Piper Caraway was a very dangerous woman.
“Colby? Are you okay?”
No. He let out a shaky breath. “I’m...fine. My head isn’t bleeding.” At least he didn’t think so. At this point, he didn’t really care. He just wanted to get his breathing back under control before she realized her effect on him. Normally he was more disciplined than this. It must be the concussion. He was thinking crazy thoughts. Thoughts that were incredibly inappropriate given their situation.
“Oh, well, good.” She tugged her hands from his.
He had to force himself not to reach for her again. How insane was that? Just how hard had Palmer’s thug hit him?
“You didn’t really answer my earlier question.” He was desperate to tilt his world back on an even keel, to assess their situation. “Are you okay? Did Palmer or his men...do anything...to you?”
When she didn’t answer, he leaned closer until he could feel the delicious warmth of her skin radiating out. He cleared his tight throat. “Are you all right, Piper?”
He must have startled her because she jumped, her thigh hitting his. “A little, um, chilly, but otherwise fine.”
There was a lightness to her voice that made it sound like she was amused about something. He had no clue what. But she’d said she was chilly, and he didn’t want her to be cold. So even though touching her with his thoughts so scattered was about as dangerous as touching a match to a powder keg, he reached out to pull her close and offer her his body heat. When his hands settled around her bare waist, he froze. His mouth went as dry as dust.
“Piper?” he croaked, then coughed to clear his throat. “Are you...naked?”
This time she did laugh, a joyful, robust sound that was so rich and honest and so unexpected that he couldn’t help smiling.
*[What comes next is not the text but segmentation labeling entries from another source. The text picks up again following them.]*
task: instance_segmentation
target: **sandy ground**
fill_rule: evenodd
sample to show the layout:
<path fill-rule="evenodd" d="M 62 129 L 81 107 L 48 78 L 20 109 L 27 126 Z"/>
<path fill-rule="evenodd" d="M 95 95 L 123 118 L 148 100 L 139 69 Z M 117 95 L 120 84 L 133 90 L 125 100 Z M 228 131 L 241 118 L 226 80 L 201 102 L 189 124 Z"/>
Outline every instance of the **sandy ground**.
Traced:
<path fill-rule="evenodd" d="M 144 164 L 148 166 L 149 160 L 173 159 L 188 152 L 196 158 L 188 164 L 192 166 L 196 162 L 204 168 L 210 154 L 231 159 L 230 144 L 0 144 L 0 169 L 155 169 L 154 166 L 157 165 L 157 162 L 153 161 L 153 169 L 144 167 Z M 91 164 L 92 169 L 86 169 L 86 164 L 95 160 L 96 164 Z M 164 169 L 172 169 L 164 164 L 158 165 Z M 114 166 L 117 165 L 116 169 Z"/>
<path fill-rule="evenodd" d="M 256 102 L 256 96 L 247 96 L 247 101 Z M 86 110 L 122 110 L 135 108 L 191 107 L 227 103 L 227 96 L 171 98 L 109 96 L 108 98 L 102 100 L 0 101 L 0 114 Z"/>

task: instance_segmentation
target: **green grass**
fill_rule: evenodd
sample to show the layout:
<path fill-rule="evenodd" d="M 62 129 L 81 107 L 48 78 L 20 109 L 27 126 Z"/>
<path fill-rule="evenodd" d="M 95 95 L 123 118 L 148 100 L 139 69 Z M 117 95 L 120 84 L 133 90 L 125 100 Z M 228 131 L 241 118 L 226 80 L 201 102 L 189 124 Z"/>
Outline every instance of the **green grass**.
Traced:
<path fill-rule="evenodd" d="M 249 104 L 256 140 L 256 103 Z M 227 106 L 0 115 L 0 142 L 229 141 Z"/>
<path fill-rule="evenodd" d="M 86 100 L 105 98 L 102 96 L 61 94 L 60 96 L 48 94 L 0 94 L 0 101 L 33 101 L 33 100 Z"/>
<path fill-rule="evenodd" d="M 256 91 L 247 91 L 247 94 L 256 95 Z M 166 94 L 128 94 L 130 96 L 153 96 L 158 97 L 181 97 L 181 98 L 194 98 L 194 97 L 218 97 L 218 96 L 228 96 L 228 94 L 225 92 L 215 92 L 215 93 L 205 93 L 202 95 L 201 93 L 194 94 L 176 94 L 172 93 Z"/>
Everything about her surprised him. Maybe that was the problem. No one surprised him anymore. The fact that she did had him unbalanced.
“No,” she said when she stopped laughing. “But I did sacrifice my shirt for the cause.”
“The cause?” He raised his hand and touched his scalp more carefully this time, feeling the sticky dried blood. “You mean me? You said you tried to stop the bleeding. You used your shirt?”
“Did I mention the back of this truck is empty except for the two of us? There aren’t any first-aid kits lying around. I used my hands at first. But I couldn’t get enough even pressure that way. My shirt was the only thing I could think of.”
“You could have used my shirt.”
“And leave an injured man both cold and bleeding? I’m not quite that selfish.”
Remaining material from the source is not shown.